The physically active community is not immune to opioid use but through well-developed physical therapy programs and care coordinated approaches, opioid prescription can be decreased.
Huaiyu Tan, M.D., Ph.D., is a physical medicine and rehabilitation physician specializing in interventional pain medicine at Gulf Breeze, Fla.-based Andrews Institute for Orthopaedics & Sports Medicine. He shared his thoughts with Becker's Spine Review on the prominence of opioids in musculoskeletal medicine, and what he does at Andrews Institute to avoid using opioids for pain management.
While representing only 4.6 percent of the world’s population, Americans consume 80 percent of the worldwide opioid supply. A recent CDC study shows with an initial 10-day prescription, about 20 percent of individuals become long term opioid users.
From this, Dr. Tan said the longer one is on an opioid, the more difficult it is to stop opioid use. Patients prescribed opioids can become tolerant to the effects of the drug, requiring greater quantities to decrease the pain, which in turn contributes to long-term dependence, addiction, and increasing the risk of sudden death.
Dr. Tan said one of the biggest problems is that people become tolerant to an opioid dose and the dose escalates, which creates long term problems.
Most recently in the March 2018 issue of the Journal of the American Medical Association, there was a clinical trial that demonstrated no difference between non-opioid versus opioid treatment groups for back, hip, or knee pain, for over a one year period. Dr. Tan said there are no studies that demonstrate and support the long term effectiveness of opioid therapy.
By being brought into the treatment plan at an early stage, Dr. Tan warns patients of the risks of opioids, including addiction, hormonal disturbance, immune suppression and opioid-induced hyperalgesia. He then develops a proper rehabilitation plan to help the patient recover from injury.
"Physical therapy is the cornerstone of treatment for any musculoskeletal or spine condition," he said. "The majority of my patients are [receptive to physical therapy]. At Andrews, we have a unique clientele where a lot of our patients are motivated to participate [in physical therapy] and are looking forward to returning to an active lifestyle."
As for how other practices can emulate Dr.

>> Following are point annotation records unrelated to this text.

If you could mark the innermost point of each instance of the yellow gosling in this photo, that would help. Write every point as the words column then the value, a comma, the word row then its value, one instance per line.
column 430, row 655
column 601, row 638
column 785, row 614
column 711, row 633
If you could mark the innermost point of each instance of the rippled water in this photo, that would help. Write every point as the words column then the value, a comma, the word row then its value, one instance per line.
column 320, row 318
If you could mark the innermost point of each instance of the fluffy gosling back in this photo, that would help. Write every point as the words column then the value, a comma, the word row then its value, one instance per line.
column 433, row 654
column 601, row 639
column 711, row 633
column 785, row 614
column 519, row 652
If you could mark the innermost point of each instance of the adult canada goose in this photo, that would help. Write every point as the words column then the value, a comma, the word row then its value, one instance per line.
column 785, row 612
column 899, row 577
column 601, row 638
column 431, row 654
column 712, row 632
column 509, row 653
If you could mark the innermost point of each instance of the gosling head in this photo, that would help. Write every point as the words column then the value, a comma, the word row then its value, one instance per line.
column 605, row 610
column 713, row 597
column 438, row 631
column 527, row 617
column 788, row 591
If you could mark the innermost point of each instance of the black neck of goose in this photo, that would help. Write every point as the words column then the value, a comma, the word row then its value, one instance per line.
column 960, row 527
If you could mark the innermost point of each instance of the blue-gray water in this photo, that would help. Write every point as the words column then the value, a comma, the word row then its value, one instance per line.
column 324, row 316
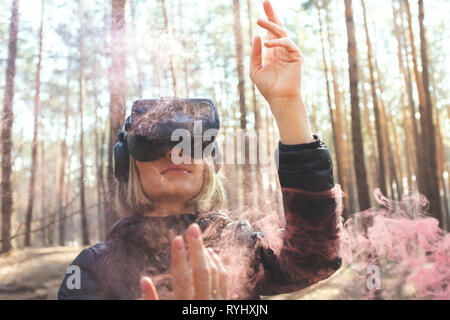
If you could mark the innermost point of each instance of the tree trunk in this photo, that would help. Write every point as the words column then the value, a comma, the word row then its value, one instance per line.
column 62, row 211
column 82, row 102
column 408, row 84
column 336, row 134
column 358, row 146
column 6, row 125
column 169, row 33
column 434, row 194
column 135, row 48
column 117, row 89
column 240, row 64
column 37, row 107
column 338, row 114
column 376, row 108
column 424, row 174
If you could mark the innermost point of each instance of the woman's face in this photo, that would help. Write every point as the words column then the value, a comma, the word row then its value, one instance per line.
column 161, row 178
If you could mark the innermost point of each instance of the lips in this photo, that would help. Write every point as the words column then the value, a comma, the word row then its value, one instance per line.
column 176, row 170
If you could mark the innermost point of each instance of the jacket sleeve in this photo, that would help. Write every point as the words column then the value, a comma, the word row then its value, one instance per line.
column 310, row 239
column 81, row 281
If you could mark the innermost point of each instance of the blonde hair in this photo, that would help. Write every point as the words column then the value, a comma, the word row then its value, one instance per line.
column 132, row 200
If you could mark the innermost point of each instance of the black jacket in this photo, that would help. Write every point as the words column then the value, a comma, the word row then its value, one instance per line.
column 308, row 253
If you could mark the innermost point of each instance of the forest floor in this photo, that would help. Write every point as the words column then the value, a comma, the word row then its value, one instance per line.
column 36, row 273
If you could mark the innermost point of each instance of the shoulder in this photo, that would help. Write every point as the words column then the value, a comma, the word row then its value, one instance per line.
column 82, row 281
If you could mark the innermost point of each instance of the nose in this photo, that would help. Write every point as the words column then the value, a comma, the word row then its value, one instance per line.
column 169, row 153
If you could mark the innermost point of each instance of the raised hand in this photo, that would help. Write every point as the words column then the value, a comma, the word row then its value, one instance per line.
column 278, row 76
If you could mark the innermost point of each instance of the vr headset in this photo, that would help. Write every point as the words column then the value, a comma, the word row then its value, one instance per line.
column 148, row 133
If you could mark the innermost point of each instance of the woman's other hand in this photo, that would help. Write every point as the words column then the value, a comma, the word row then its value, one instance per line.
column 206, row 279
column 278, row 76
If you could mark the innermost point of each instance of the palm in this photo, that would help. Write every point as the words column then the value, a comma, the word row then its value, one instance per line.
column 278, row 74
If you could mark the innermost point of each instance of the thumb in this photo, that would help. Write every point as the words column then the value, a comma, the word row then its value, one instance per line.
column 256, row 56
column 148, row 290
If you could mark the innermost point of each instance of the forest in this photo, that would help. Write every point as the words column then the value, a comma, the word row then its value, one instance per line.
column 375, row 80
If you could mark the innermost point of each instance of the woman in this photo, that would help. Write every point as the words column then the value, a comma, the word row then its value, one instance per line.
column 139, row 251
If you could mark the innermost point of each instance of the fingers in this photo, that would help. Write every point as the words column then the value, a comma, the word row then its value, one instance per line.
column 270, row 13
column 275, row 29
column 286, row 43
column 181, row 277
column 200, row 271
column 222, row 275
column 148, row 290
column 256, row 56
column 215, row 290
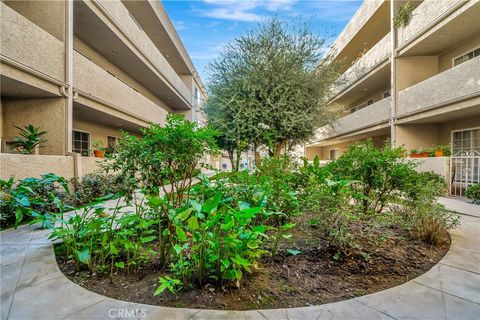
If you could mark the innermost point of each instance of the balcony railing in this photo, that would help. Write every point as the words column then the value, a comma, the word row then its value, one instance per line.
column 423, row 16
column 459, row 82
column 120, row 14
column 370, row 116
column 26, row 43
column 370, row 60
column 91, row 80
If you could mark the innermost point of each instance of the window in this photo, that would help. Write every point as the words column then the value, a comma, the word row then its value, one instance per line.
column 334, row 153
column 466, row 140
column 468, row 56
column 81, row 142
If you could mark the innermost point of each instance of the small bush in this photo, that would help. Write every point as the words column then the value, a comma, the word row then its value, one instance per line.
column 473, row 193
column 31, row 198
column 93, row 186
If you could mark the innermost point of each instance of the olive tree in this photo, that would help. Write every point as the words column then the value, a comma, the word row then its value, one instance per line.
column 270, row 86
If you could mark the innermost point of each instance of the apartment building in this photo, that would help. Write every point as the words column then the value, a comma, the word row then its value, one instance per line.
column 83, row 71
column 417, row 85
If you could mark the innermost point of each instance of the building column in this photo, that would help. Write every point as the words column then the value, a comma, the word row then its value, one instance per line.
column 393, row 76
column 68, row 75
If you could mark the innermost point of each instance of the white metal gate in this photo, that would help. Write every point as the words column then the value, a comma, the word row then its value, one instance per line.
column 465, row 171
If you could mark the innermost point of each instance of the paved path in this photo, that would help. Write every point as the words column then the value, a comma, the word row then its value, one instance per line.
column 32, row 287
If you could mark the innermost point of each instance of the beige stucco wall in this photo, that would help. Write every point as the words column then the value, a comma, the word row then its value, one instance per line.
column 91, row 164
column 27, row 43
column 48, row 114
column 92, row 80
column 24, row 166
column 438, row 165
column 446, row 128
column 48, row 15
column 103, row 63
column 119, row 13
column 323, row 152
column 414, row 136
column 412, row 70
column 445, row 60
column 376, row 95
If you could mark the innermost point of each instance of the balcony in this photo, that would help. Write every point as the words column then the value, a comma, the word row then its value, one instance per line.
column 456, row 84
column 439, row 25
column 25, row 43
column 120, row 39
column 371, row 60
column 368, row 117
column 95, row 83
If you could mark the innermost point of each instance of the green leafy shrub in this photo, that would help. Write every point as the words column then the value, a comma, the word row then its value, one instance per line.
column 381, row 173
column 104, row 240
column 168, row 155
column 31, row 198
column 215, row 243
column 30, row 138
column 93, row 186
column 473, row 193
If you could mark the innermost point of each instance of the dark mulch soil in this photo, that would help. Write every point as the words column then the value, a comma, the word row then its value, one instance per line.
column 310, row 278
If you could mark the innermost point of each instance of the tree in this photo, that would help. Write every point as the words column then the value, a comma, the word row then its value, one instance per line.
column 270, row 87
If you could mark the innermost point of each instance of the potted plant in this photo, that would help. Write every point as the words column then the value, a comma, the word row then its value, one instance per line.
column 98, row 149
column 442, row 151
column 30, row 139
column 419, row 153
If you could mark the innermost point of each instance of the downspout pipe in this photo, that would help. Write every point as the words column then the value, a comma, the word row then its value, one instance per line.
column 393, row 77
column 68, row 90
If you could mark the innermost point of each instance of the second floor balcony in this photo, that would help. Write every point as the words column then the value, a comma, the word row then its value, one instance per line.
column 368, row 118
column 370, row 62
column 453, row 85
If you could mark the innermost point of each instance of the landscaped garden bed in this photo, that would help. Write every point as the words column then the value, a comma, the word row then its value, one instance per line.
column 309, row 278
column 286, row 234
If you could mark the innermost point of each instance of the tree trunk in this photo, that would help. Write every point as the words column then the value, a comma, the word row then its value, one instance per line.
column 257, row 154
column 278, row 148
column 230, row 157
column 239, row 155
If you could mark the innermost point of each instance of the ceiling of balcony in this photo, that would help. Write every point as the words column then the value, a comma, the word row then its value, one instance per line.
column 92, row 115
column 447, row 34
column 157, row 25
column 13, row 88
column 376, row 80
column 372, row 31
column 95, row 33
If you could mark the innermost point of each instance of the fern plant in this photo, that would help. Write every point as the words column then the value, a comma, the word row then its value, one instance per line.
column 30, row 138
column 403, row 15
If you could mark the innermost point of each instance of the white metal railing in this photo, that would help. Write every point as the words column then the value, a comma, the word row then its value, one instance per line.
column 465, row 171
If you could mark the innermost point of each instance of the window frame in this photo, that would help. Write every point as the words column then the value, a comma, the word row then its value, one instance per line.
column 464, row 54
column 89, row 141
column 452, row 132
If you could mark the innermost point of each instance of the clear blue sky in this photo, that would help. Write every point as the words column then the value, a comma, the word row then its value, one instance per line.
column 205, row 26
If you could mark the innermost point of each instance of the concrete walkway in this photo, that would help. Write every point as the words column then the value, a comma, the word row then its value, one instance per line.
column 32, row 287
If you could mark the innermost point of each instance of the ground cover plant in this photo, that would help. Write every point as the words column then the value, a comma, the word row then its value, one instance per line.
column 254, row 239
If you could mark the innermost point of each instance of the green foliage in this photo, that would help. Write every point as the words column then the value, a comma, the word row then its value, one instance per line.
column 270, row 86
column 30, row 138
column 216, row 242
column 381, row 172
column 104, row 240
column 92, row 186
column 168, row 154
column 403, row 15
column 473, row 193
column 31, row 198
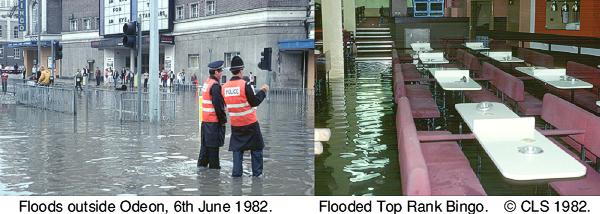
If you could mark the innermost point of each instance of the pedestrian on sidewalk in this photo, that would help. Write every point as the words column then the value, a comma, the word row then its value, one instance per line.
column 146, row 75
column 213, row 118
column 44, row 79
column 79, row 80
column 115, row 77
column 164, row 77
column 131, row 79
column 194, row 79
column 171, row 78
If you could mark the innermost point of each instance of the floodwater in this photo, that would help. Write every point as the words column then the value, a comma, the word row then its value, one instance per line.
column 361, row 157
column 50, row 153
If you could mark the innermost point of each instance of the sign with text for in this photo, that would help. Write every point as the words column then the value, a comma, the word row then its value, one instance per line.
column 299, row 204
column 22, row 13
column 115, row 13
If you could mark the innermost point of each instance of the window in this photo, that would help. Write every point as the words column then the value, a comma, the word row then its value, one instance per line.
column 179, row 13
column 210, row 8
column 228, row 57
column 17, row 53
column 73, row 25
column 193, row 61
column 87, row 25
column 34, row 19
column 194, row 10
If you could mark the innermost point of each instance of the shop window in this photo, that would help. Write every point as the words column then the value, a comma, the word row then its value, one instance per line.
column 17, row 53
column 73, row 25
column 87, row 25
column 228, row 57
column 179, row 12
column 194, row 61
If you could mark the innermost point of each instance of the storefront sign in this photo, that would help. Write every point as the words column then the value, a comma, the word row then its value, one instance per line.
column 22, row 7
column 115, row 13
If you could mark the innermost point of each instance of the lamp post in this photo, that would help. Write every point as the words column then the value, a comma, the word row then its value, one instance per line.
column 36, row 4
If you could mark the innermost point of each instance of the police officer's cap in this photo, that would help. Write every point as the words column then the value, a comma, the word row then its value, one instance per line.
column 236, row 64
column 216, row 65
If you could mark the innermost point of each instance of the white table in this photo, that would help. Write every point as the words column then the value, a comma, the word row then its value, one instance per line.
column 476, row 46
column 557, row 78
column 451, row 80
column 501, row 137
column 502, row 56
column 434, row 58
column 421, row 47
column 454, row 80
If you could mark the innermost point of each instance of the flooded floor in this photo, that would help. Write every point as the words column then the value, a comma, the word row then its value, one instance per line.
column 361, row 157
column 50, row 153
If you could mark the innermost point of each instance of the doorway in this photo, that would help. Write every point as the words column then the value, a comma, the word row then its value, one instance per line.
column 482, row 17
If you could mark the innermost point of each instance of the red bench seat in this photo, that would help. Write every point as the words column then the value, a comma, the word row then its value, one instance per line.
column 431, row 168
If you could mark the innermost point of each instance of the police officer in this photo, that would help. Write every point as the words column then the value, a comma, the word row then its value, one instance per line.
column 245, row 131
column 213, row 118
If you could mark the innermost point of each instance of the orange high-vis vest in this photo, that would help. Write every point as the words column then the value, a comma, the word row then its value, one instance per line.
column 208, row 110
column 240, row 111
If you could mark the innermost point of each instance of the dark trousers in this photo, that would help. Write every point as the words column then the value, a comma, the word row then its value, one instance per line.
column 4, row 85
column 209, row 156
column 257, row 164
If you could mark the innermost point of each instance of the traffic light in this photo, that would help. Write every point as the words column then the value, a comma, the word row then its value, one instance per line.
column 265, row 60
column 129, row 34
column 57, row 50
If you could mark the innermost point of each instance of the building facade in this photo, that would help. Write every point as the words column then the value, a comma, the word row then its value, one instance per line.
column 9, row 32
column 200, row 31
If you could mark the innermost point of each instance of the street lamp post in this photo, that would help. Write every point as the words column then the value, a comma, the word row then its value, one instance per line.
column 38, row 27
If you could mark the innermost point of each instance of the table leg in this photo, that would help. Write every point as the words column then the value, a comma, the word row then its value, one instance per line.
column 479, row 163
column 444, row 100
column 460, row 132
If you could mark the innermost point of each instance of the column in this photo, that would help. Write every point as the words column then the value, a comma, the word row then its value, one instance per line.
column 153, row 88
column 333, row 38
column 350, row 15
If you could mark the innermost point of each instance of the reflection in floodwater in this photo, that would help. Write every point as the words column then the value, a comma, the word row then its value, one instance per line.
column 361, row 157
column 49, row 153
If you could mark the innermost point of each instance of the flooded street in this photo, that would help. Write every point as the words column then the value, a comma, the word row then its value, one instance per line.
column 361, row 157
column 50, row 153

Tan and the Andrews Institute, he said the biggest thing physicians need to recognize is that all pain doesn't need to be treated with opioids and that pain should not be treated as an opioid deficiency.
"Generating an opioid prescription for pain should be a careful and thoughtful process," he said. "Long-term risk needs to be weighed with short-term benefits. … [And] even when treating acute pain, we need to be judicious."